Montpellier : un gilet jaune grièvement blessé par un tir de flash-ball

Un gilet jaune a été grièvement blessé par un tir de flash-ball lors de la manifestation du samedi 19 janvier à Montpellier. Il a reçu un projectile juste au dessus des deux yeux. Il souffre de multiples fractures du crane.  / © PHOTOPQR/LE MIDI LIBRE/MAXPPP
Un gilet jaune a été grièvement blessé par un tir de flash-ball lors de la manifestation du samedi 19 janvier à Montpellier. Il a reçu un projectile juste au dessus des deux yeux. Il souffre de multiples fractures du crane.  / © PHOTOPQR/LE MIDI LIBRE/MAXPPP

Un gilet jaune a été grièvement blessé par un tir de flash-ball lors de la manifestation du samedi 19 janvier à Montpellier. Il a reçu un projectile juste au dessus des yeux. Il souffre de multiples fractures du crâne. 

Par Olivier Le Creurer

 Les faits se sont déroulés vers 17 heures 15 en centre ville de Montpellier. Les forces de l'ordre étaient positionnées à l'angle de la rue des Trésoriers de France et rue de la Loge, les manifestants se trouvant à une quarantaine de mètres selon les témoins, à hauteur de la rue Jacques Coeur, près de la place de la Comédie.

Des affrontements ont eu lieu entre les deux camps. Des projectiles ont été lancés sur les forces de l'ordre. 
 


Impact entre les yeux

Axel, 25 ans, n'est pas en première ligne selon un témoin mais il est touché par un tir de LBD40 (lanceur de balle de défense de calibre 40 mm) juste au dessus des yeux. Les images sont très impressionnantes. Rapidement, il est exfiltré de la manifestation et pris en charge par les "street medic", chargés de venir en aide aux blessés et d'apporter les premiers secours. Comme ce sera le cas également pour un autre gilet jaune touché à une fesse. 
 


Hospitalisé en neurochirurgie

Les pompiers prendront le relais des "street medic" et Axer sera conduit à l'hôpital. Ce dimanche, il est hospitalisé en neurochirurgie où il pourrait rester encore 48 heures. Selon ses proches, il souffre de multiples fractures du crâne, d'une fracture de l'orbite droit, et d'un oeil oedematié. 

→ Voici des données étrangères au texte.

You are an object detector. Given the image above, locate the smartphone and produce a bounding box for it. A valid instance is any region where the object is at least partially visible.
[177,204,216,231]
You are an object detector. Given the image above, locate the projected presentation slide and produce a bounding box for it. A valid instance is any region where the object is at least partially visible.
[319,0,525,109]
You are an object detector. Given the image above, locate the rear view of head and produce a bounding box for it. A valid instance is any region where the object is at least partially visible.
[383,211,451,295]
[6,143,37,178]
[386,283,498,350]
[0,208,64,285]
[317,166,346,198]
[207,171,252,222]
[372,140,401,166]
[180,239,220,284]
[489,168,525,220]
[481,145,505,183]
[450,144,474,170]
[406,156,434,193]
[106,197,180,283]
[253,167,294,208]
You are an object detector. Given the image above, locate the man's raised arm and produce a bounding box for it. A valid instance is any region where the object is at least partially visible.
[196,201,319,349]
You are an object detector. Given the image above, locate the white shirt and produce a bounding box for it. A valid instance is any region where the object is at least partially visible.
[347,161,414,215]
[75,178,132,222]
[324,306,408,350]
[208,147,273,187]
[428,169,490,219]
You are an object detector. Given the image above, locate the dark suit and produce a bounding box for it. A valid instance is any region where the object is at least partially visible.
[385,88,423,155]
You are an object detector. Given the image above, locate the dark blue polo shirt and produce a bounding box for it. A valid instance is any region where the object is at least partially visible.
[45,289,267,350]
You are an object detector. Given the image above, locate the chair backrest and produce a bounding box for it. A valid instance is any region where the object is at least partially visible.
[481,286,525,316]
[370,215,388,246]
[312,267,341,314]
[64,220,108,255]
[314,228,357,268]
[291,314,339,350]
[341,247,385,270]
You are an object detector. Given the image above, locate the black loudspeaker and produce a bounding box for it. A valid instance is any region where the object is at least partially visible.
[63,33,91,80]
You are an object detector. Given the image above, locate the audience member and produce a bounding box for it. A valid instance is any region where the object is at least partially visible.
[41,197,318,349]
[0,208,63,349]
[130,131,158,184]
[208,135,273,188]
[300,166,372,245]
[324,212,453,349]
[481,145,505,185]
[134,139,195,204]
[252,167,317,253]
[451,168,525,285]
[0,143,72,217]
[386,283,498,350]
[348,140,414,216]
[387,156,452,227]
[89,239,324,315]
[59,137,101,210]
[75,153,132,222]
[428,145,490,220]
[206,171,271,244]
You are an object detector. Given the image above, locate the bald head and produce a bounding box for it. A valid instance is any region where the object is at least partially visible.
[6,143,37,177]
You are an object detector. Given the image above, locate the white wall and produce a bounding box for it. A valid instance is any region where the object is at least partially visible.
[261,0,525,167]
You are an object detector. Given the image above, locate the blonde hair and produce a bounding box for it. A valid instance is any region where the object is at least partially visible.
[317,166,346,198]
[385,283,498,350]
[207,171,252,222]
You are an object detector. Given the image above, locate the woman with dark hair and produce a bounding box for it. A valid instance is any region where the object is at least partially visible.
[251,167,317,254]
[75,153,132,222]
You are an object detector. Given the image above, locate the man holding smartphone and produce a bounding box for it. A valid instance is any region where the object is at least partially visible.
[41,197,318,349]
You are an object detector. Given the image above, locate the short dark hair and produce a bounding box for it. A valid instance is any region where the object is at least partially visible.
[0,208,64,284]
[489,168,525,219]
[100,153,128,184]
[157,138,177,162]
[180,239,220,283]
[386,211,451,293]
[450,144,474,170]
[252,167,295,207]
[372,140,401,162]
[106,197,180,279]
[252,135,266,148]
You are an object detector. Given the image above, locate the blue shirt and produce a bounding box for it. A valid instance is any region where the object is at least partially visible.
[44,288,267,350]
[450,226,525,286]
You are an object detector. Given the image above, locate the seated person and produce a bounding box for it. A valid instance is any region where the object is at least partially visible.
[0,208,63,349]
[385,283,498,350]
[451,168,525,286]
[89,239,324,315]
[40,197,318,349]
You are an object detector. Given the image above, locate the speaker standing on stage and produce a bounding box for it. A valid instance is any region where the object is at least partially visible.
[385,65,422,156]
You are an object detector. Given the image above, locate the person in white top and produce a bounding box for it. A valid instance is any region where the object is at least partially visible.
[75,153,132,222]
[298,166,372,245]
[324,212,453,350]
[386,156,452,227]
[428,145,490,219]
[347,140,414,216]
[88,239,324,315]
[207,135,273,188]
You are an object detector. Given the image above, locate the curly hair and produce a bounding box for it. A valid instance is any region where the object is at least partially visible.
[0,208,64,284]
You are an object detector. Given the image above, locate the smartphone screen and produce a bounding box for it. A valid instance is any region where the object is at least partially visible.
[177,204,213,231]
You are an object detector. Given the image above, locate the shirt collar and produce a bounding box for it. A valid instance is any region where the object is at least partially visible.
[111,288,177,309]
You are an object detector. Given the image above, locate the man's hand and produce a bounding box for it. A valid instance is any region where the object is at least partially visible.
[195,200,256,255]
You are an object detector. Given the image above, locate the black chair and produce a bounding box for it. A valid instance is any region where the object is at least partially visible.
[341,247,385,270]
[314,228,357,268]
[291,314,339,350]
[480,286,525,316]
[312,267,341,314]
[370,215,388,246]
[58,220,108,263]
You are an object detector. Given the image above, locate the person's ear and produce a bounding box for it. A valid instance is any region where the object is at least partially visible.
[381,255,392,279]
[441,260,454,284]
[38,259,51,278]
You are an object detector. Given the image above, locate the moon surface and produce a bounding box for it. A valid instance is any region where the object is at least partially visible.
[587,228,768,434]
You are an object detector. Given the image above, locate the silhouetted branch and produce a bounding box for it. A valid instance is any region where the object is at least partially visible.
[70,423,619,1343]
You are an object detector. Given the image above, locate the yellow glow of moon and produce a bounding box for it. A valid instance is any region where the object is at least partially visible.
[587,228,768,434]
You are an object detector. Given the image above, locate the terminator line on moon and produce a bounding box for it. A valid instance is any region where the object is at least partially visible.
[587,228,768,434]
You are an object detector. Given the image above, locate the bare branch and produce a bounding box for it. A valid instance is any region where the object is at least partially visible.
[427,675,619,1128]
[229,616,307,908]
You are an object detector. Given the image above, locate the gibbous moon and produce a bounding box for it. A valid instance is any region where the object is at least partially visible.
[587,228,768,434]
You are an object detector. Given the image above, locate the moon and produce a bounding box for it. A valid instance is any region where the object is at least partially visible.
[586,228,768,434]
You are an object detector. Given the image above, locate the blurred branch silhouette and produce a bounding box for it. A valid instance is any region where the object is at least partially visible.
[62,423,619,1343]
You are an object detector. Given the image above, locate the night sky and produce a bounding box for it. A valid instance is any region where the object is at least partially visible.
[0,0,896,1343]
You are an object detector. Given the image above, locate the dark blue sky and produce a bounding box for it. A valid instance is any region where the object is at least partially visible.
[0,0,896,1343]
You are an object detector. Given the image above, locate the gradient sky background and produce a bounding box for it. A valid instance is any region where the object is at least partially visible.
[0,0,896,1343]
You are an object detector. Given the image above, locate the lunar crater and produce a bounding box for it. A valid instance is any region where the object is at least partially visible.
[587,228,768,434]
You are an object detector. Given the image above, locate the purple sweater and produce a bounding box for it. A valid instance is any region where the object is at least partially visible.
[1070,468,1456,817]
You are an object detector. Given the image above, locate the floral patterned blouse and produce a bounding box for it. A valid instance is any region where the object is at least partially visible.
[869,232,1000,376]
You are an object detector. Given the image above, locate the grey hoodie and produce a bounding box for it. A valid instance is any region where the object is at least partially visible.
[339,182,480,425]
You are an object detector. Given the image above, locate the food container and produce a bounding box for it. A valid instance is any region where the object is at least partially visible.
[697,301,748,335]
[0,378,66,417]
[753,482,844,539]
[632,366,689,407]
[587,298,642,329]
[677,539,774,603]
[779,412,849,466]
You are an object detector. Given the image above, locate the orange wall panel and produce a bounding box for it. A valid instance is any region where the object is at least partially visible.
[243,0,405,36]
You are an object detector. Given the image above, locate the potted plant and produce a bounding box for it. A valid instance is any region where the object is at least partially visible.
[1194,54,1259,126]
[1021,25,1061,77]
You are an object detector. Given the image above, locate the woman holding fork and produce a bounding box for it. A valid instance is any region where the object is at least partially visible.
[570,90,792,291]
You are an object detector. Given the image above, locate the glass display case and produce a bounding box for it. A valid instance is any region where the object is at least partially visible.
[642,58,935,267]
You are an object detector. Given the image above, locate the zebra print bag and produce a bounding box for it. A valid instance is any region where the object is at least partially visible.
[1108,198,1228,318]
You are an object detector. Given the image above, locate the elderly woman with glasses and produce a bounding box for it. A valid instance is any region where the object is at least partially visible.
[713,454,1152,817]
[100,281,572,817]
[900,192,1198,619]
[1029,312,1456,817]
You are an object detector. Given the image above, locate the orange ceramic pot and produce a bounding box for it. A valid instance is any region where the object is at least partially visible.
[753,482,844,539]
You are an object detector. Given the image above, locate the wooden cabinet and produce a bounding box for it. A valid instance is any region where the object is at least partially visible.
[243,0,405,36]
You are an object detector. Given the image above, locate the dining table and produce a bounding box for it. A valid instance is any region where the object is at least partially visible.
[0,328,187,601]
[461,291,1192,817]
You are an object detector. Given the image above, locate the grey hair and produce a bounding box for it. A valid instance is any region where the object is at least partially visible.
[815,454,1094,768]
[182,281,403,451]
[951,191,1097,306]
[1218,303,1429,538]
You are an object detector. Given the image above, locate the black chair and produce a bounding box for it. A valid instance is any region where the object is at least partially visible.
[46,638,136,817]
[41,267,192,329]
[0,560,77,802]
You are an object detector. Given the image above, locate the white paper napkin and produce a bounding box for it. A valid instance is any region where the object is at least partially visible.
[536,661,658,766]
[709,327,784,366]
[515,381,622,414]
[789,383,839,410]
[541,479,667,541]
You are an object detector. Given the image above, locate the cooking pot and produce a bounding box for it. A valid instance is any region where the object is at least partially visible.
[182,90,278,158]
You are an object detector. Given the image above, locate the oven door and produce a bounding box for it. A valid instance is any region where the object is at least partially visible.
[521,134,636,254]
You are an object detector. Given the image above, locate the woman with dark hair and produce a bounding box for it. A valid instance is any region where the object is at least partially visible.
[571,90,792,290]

David Dufresne, écrivain-documentariste, recense les violences policières. Il a signalé les faits au ministère de l'intérieur. 

Dimanche matin, le préfet de l'Hérault a tenu à rendre hommage aux forces de l'ordre: "face à certains groupes ouvertement hostiles et violents lors de la manifestation non déclarée à Montpellier, les forces de l'ordre et de secours ont agi avec beaucoup de sang froid et de professionnalisme. Je salue leur courage et leur détermination".
 

 

Polémique


Mais face à la polémique sur l'utilisation des LBD40, le directeur général de la police nationale, le préfet Eric Morvan, a envoyé mardi 15 janvier un télégramme à ses troupes. Dans ce document, il rappelle les conditions d'utilisation du flash-ball au cours des opérations de maintien de l'ordre.

Le tireur ne doit viser exclusivement que le torse ainsi que les membres supérieurs ou inférieurs


Le lanceur de balles de défense de calibre 40 mm (LBD 40) "peut être employé lors d'un attroupement (...) en cas de violences (...), à l'encontre des forces de l'ordre" ou "si elles ne peuvent défendre autrement le terrain qu'elles occupent", écrit le patron de la police nationale. "Ces circonstances correspondent aux émeutes urbaines auxquelles les policiers sont actuellement confrontés", poursuit-il. "Le tireur ne doit viser exclusivement que le torse ainsi que les membres supérieurs ou inférieurs."